Mixing it up, there’s a Hip-Hop cadence to the verses of “Timebomb” before the quintet fully digs in and crafts an earworm to help you release the rage. Switching between melodies and Taylor’s signature growls, “Son Of A Witch” goes for big, sing-along choruses with catchy lines such as “I’m the son of a witch you failed to burn.” However, “Crossroads” is where they throw listeners a bit of a curveball and truly step beyond their comfort zone. Returning to the Hip-Hop pacing, the track initially lends itself to a Linkin Park comparison, but that’s before the arrival of featured guest vocalist Georgia Flood.
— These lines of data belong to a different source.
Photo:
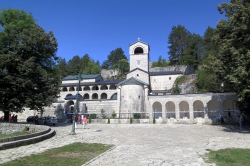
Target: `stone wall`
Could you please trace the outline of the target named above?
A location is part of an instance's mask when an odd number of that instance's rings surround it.
[[[101,76],[104,80],[110,80],[112,76],[116,77],[118,75],[119,70],[118,69],[102,69],[101,70]]]
[[[150,72],[157,71],[181,71],[184,75],[194,74],[195,70],[192,66],[178,65],[178,66],[167,66],[167,67],[154,67],[149,69]]]

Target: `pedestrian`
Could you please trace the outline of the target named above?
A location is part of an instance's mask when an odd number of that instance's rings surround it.
[[[9,115],[9,119],[8,120],[9,120],[9,122],[11,122],[11,114]]]
[[[86,118],[86,116],[83,116],[83,118],[82,118],[82,127],[83,127],[83,129],[85,129],[86,125],[87,125],[87,118]]]
[[[244,121],[244,113],[240,113],[240,118],[239,118],[240,130],[243,129],[243,127],[242,127],[243,121]]]
[[[12,115],[11,121],[12,121],[12,122],[15,122],[15,114]]]
[[[79,124],[80,122],[81,122],[81,116],[78,115],[78,116],[77,116],[77,124]]]
[[[15,122],[17,123],[17,115],[15,116]]]

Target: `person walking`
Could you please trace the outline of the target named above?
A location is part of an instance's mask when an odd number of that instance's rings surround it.
[[[86,124],[87,124],[87,118],[86,118],[86,116],[83,116],[83,118],[82,118],[82,127],[83,127],[83,129],[85,129]]]

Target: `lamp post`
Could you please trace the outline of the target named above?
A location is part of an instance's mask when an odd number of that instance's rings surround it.
[[[78,96],[79,96],[79,89],[80,89],[80,82],[82,80],[82,69],[80,70],[80,72],[78,73],[78,88],[77,88],[77,94],[76,94],[76,103],[75,103],[75,106],[74,106],[74,114],[73,114],[73,123],[72,123],[72,130],[71,130],[71,135],[75,135],[75,119],[76,119],[76,110],[78,110]]]

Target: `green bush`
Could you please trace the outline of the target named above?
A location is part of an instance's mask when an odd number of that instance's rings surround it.
[[[112,112],[112,117],[115,118],[116,117],[116,113],[115,111]]]
[[[140,119],[141,118],[141,114],[139,114],[139,113],[134,113],[133,115],[134,115],[135,119]]]
[[[96,114],[90,114],[89,119],[96,119]]]

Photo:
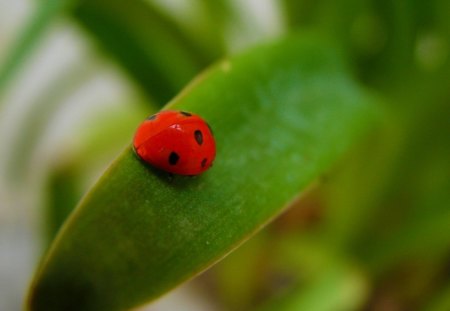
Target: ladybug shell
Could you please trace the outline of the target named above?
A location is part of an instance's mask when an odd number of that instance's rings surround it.
[[[167,110],[147,118],[137,129],[133,145],[143,161],[179,175],[206,171],[216,156],[208,124],[183,111]]]

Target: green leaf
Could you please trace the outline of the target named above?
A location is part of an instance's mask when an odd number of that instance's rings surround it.
[[[121,310],[193,277],[329,169],[367,130],[371,102],[310,34],[211,68],[166,108],[209,122],[214,166],[170,179],[125,150],[53,243],[31,309]]]

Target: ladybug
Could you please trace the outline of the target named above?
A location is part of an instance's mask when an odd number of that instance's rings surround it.
[[[133,147],[140,159],[179,175],[198,175],[211,167],[216,143],[211,127],[198,115],[165,110],[137,129]]]

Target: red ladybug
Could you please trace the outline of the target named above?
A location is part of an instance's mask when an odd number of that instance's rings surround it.
[[[209,125],[198,115],[166,110],[148,117],[133,142],[145,162],[179,175],[198,175],[211,167],[216,144]]]

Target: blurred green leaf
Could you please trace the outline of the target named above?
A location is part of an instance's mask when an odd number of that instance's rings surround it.
[[[275,299],[259,311],[349,311],[359,310],[368,291],[366,277],[353,267],[330,263],[307,286]]]
[[[4,63],[0,66],[0,95],[5,91],[8,83],[14,77],[20,66],[30,55],[47,28],[62,11],[72,4],[73,0],[46,0],[36,4],[33,15],[28,20],[19,35],[15,45],[11,48]]]
[[[26,116],[18,137],[11,149],[7,174],[10,181],[21,183],[30,171],[30,158],[42,142],[42,136],[48,123],[55,118],[64,99],[72,95],[81,84],[98,69],[94,58],[85,57],[84,65],[76,62],[69,64],[49,83],[35,99],[33,106],[23,114]]]
[[[73,15],[159,105],[217,57],[149,2],[80,1]]]
[[[31,287],[31,309],[120,310],[193,277],[361,138],[371,104],[336,49],[314,35],[218,64],[167,107],[209,122],[214,167],[171,180],[127,149],[56,238]]]

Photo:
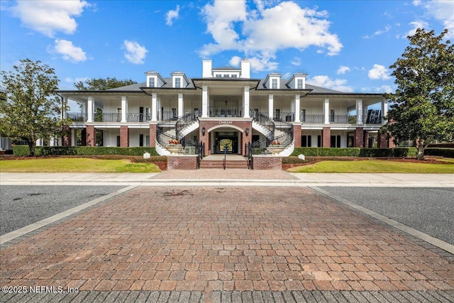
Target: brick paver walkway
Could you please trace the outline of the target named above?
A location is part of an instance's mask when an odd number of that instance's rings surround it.
[[[448,302],[454,264],[308,188],[138,187],[3,249],[0,285]]]

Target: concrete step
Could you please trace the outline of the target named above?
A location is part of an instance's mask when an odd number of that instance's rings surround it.
[[[223,168],[222,160],[202,160],[200,168]],[[246,160],[228,160],[226,161],[226,168],[248,168]]]

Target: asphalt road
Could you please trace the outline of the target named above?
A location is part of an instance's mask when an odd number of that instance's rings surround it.
[[[9,233],[125,186],[0,187],[0,235]]]
[[[454,188],[320,188],[454,245]]]

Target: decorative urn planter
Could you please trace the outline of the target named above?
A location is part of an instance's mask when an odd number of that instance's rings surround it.
[[[278,155],[280,152],[284,150],[285,148],[282,146],[270,146],[267,148],[267,150],[271,153],[272,155]]]

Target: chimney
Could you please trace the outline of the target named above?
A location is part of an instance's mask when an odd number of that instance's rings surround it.
[[[213,71],[211,70],[211,65],[213,60],[201,60],[203,63],[202,66],[202,78],[212,78],[213,77]]]
[[[248,59],[244,58],[241,60],[241,78],[250,79],[250,62],[248,61]]]

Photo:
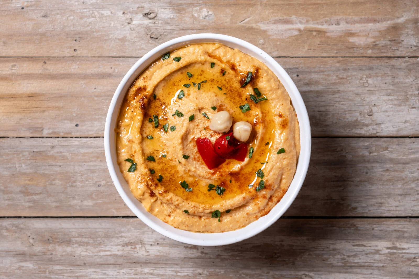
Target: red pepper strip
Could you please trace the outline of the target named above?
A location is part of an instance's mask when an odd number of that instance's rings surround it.
[[[228,139],[227,137],[230,137]],[[215,153],[226,159],[235,159],[243,162],[247,154],[247,143],[241,143],[235,138],[233,133],[220,136],[214,143]]]
[[[212,143],[207,138],[197,138],[197,148],[204,162],[210,169],[215,169],[225,161],[225,159],[215,153]],[[247,150],[246,152],[247,153]]]

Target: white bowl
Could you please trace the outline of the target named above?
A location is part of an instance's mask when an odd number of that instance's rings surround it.
[[[244,228],[225,233],[193,233],[179,230],[149,213],[131,193],[116,162],[114,128],[121,104],[134,81],[150,64],[168,51],[199,43],[221,43],[265,63],[277,75],[288,92],[300,123],[301,151],[295,174],[288,191],[269,213]],[[138,218],[157,232],[178,241],[195,245],[215,246],[238,242],[257,234],[275,223],[290,207],[301,188],[308,168],[311,149],[311,132],[308,115],[301,95],[290,76],[273,58],[259,48],[237,38],[219,34],[195,34],[180,37],[149,51],[132,66],[119,83],[111,101],[105,124],[105,154],[108,168],[115,187],[125,204]]]

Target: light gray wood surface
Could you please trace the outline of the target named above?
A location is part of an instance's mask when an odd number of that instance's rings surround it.
[[[315,137],[285,217],[215,247],[134,217],[102,138],[139,58],[205,32],[275,57]],[[418,45],[416,0],[0,0],[0,279],[419,277]]]

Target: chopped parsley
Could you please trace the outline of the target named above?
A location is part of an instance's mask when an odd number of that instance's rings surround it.
[[[211,190],[213,190],[213,188],[214,188],[215,185],[214,184],[208,184],[208,192],[210,192]]]
[[[185,92],[183,90],[181,90],[181,92],[179,92],[179,95],[178,95],[178,99],[182,99],[184,97],[185,97]]]
[[[256,173],[256,176],[258,177],[260,177],[261,179],[263,178],[263,177],[265,176],[265,174],[264,174],[263,171],[260,169],[259,169]]]
[[[172,115],[172,116],[173,115],[177,115],[178,117],[182,117],[184,116],[183,113],[180,112],[177,110],[176,110],[176,111],[175,112],[175,113]]]
[[[251,147],[250,149],[249,149],[249,158],[252,158],[252,155],[253,155],[253,151],[254,149],[253,147]]]
[[[170,57],[170,54],[169,52],[168,52],[167,53],[165,53],[163,54],[163,56],[162,56],[162,59],[164,60],[166,59],[168,59]]]
[[[186,183],[186,181],[185,180],[181,182],[181,186],[182,186],[182,188],[186,190],[187,192],[190,192],[192,191],[192,188],[189,187],[189,185],[188,185],[188,183]]]
[[[218,210],[217,210],[212,212],[212,214],[211,215],[211,218],[218,218],[218,222],[220,222],[220,216],[221,215],[221,212]]]
[[[259,182],[259,186],[256,187],[256,192],[258,192],[265,188],[265,182],[261,180]]]
[[[241,105],[239,108],[241,110],[241,112],[244,113],[248,110],[250,110],[250,106],[248,104],[246,103],[244,105]]]
[[[135,163],[133,163],[131,164],[131,166],[128,169],[128,172],[134,172],[137,169],[137,164]]]
[[[258,97],[260,97],[262,95],[262,93],[259,91],[259,90],[258,89],[257,87],[253,88],[253,91],[255,92],[255,94],[256,94],[256,96]]]
[[[281,153],[285,153],[285,148],[283,147],[282,148],[281,148],[278,151],[278,152],[277,152],[277,154],[281,154]]]
[[[247,77],[246,78],[246,81],[244,82],[244,83],[243,84],[243,85],[242,85],[241,87],[244,87],[247,85],[247,84],[249,83],[250,80],[252,79],[252,72],[247,72]]]

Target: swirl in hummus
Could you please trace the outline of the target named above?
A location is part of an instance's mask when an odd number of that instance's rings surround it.
[[[251,133],[245,142],[230,139],[246,149],[244,161],[222,158],[210,169],[197,140],[212,146],[230,134],[233,126],[225,133],[210,127],[222,111]],[[153,63],[127,93],[116,131],[132,194],[163,221],[193,232],[233,230],[267,214],[288,189],[300,152],[297,115],[278,78],[220,44],[188,46]]]

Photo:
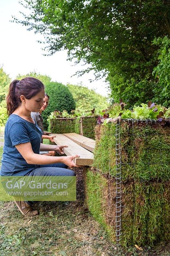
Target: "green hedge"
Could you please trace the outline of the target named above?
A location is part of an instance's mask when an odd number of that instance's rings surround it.
[[[70,113],[72,109],[75,109],[76,103],[68,87],[61,83],[47,83],[45,91],[50,98],[48,105],[42,112],[42,116],[45,130],[47,130],[48,126],[47,119],[51,112],[56,109],[61,112],[65,109]]]

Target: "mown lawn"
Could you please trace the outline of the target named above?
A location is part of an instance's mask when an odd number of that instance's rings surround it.
[[[0,147],[0,161],[3,151]],[[82,181],[78,180],[79,188]],[[118,248],[84,206],[82,191],[77,196],[75,202],[37,203],[34,207],[40,214],[32,219],[23,216],[13,202],[0,202],[1,256],[170,255],[169,247],[164,244],[143,251],[134,246]]]

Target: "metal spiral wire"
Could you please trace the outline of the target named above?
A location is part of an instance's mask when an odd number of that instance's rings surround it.
[[[122,214],[122,174],[121,162],[121,136],[120,122],[118,120],[116,125],[116,197],[115,212],[115,232],[117,246],[120,245],[121,235]]]

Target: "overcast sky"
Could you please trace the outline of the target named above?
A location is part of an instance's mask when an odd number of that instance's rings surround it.
[[[35,35],[33,31],[27,31],[25,27],[10,22],[12,15],[19,17],[19,11],[25,11],[18,2],[0,0],[0,66],[3,65],[4,71],[12,79],[19,73],[25,74],[35,70],[64,84],[81,82],[89,89],[107,95],[107,86],[104,79],[90,83],[89,79],[95,78],[92,72],[81,77],[71,77],[82,67],[79,64],[73,66],[73,62],[67,61],[66,51],[61,51],[51,56],[43,56],[42,45],[37,42],[41,35]]]

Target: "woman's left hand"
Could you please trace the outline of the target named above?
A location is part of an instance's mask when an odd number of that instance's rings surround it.
[[[56,146],[55,147],[55,148],[53,150],[57,152],[60,155],[64,155],[64,153],[63,152],[63,148],[68,148],[68,146],[67,145],[65,145],[63,146],[62,145],[60,145],[59,146]]]

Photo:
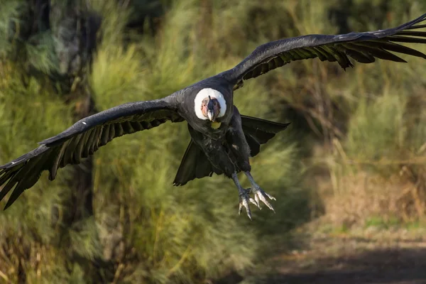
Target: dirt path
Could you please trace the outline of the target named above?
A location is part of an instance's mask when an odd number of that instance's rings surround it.
[[[315,236],[300,246],[308,248],[273,258],[273,271],[251,283],[426,283],[426,234],[388,233]]]

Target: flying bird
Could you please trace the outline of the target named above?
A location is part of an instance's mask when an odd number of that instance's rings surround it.
[[[244,208],[251,219],[249,203],[271,210],[273,197],[256,182],[249,158],[260,151],[288,124],[240,114],[234,104],[234,92],[245,80],[255,78],[292,61],[318,58],[337,62],[344,69],[354,67],[350,58],[372,63],[376,58],[406,62],[394,53],[426,59],[424,53],[401,43],[426,43],[426,28],[420,24],[426,13],[397,28],[346,34],[308,35],[281,39],[258,46],[234,68],[202,80],[163,99],[124,104],[76,122],[58,135],[39,143],[35,150],[0,166],[0,201],[13,188],[5,209],[26,189],[49,171],[78,164],[99,147],[125,134],[159,126],[166,121],[187,124],[191,141],[173,184],[183,185],[195,178],[224,174],[233,180],[239,196],[239,213]],[[244,188],[237,173],[244,172],[251,187]],[[253,198],[251,197],[253,195]]]

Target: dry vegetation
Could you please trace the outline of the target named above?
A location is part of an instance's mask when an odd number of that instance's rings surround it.
[[[25,26],[25,5],[10,1],[0,9],[1,163],[75,120],[85,102],[75,95],[79,82],[103,110],[166,96],[233,67],[266,41],[390,27],[426,12],[416,0],[81,2],[103,18],[102,41],[90,68],[66,78],[69,88],[58,79],[52,32],[11,36],[11,21]],[[154,32],[148,23],[126,26],[132,9],[146,13],[146,23],[155,19]],[[426,62],[408,61],[346,72],[317,60],[294,62],[236,92],[241,113],[292,122],[252,161],[258,182],[278,197],[275,215],[239,217],[236,192],[222,177],[173,187],[189,141],[183,124],[101,148],[93,214],[70,224],[73,172],[61,170],[53,182],[43,175],[0,213],[0,283],[203,283],[250,274],[268,253],[293,245],[291,229],[318,217],[345,231],[422,224]]]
Spotlighting the actress’ phenomenal performance, “Crossroads” ends up feeling like several different songs blended into one cohesive experience.

But the surprises do not stop there. Tossing in a ‘90s Alt Rock/Grunge influence, “Husk” continues to mix it up and show the band’s diversity, musically speaking, as their lyrics delve into a look at the inherent flaws in humanity. Next, at just under a minute, “Nāgá” provides an ominous slither (pun intended!) into the fraccas of the incendiary “Force of Life.” A push to overcome our ancestors’ careless mistakes, to be a force for environmental, social, and political justice, the track is a stand-out on a solid LP.

Coming off this high, Taylor takes the reins again for the gritty “Iron Dice,” which features Randy Reimann, a vocalist known for the Australian Punk outfit Massappeal. This segues fluidly more of that Alt Rock influence, which sits just beneath the surface of the undulating “Dystopia,” then continues into the grand finale, “2033.” Initially a funereal dirge for the future, the album’s conclusion rises toward hope as In Hearts Wake points out that if we can come together and learn our lessons and put in the necessary work before we pass the point of no return, we can be the change that saves planet Earth.

These lyrical themes of environmentalism, conservation, and beyond should be no surprise to fans, as in true Hardcore fashion, In Hearts Wake blend consciousness, activism, and frustration to create a brutal collection full of astute commentary. And while there is, at times, a simplicity to the arrangements that echoes these Hardcore roots, Kaliyuga still manages to divert from the formula and offer up some worthwhile surprises. Ultimately, you can bill the band however you like—some say Metalcore, we say they lean more toward Melodic Hardcore—but if you love heavy music with something intelligent to say, we suggest you open your arms to In Hearts Wake. Thus, Cryptic Rock gives Kaliyuga 4 of 5 stars.